Bei noch acht zu fahrenden Runden hatte Marquez seinen Vorsprung auf dreieinhalb Sekunden ausgebaut. Doch wie schnell der weg sein kann, hat sein Sturz in Austin gezeigt. Für ihn ging es vor allem darum, den Sieg sicher nach Hause zu bringen. Rins und Vinales kamen jedenfalls nicht merklich näher.

Dafür drehte Rossi in den letzten Runden noch einmal auf. Der Yamaha-Pilot schob sich innerhalb kurzer Zeit vorbei an Jack Miller, Morbidelli und Crutchlow auf den sechsten Platz. Auf die Ducati von Danilo Petrucci fehlten aber noch 2,5 Sekunden. Dessen Teamkollege Dovizioso erhöhte derweil den Druck auf Vinales.
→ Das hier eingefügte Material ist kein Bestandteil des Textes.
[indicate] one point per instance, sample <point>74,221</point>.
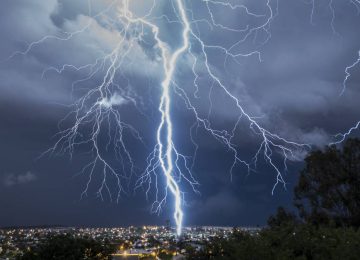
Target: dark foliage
<point>328,191</point>
<point>67,247</point>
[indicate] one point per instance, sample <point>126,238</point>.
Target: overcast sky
<point>294,91</point>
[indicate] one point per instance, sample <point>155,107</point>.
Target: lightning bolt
<point>342,136</point>
<point>98,111</point>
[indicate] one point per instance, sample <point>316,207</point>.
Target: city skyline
<point>295,79</point>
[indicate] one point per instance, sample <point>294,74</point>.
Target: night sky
<point>294,91</point>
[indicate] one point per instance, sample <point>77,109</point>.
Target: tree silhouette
<point>328,191</point>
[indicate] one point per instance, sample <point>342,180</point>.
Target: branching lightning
<point>99,110</point>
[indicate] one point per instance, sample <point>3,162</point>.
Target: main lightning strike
<point>99,108</point>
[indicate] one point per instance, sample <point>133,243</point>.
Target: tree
<point>67,247</point>
<point>328,191</point>
<point>282,217</point>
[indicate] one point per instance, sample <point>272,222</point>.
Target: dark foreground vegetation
<point>68,247</point>
<point>326,224</point>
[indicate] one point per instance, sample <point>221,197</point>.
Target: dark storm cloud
<point>295,89</point>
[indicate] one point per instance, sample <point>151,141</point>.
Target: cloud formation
<point>18,179</point>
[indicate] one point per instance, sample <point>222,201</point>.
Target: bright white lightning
<point>100,107</point>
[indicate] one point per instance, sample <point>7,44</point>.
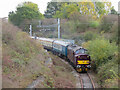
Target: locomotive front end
<point>82,61</point>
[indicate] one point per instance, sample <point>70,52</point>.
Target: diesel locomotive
<point>74,53</point>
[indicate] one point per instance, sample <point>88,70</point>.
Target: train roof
<point>74,47</point>
<point>62,43</point>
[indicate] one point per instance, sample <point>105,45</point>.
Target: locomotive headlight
<point>78,66</point>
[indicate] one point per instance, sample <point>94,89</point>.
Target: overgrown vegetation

Im Kampf um den letzten Platz auf dem Podium hatte dann aber der Yamaha-Pilot den längeren Atem. Dovizioso musste sich mit Platz vier zufriedengeben. Petrucci komplettierte die Top 5. Rossi freute sich nach seiner Aufholjagd über den siebten Rang. Dahinter folgten Morbidelli, Crutchlow, Takaaki Nakagami und Stefan Bradl.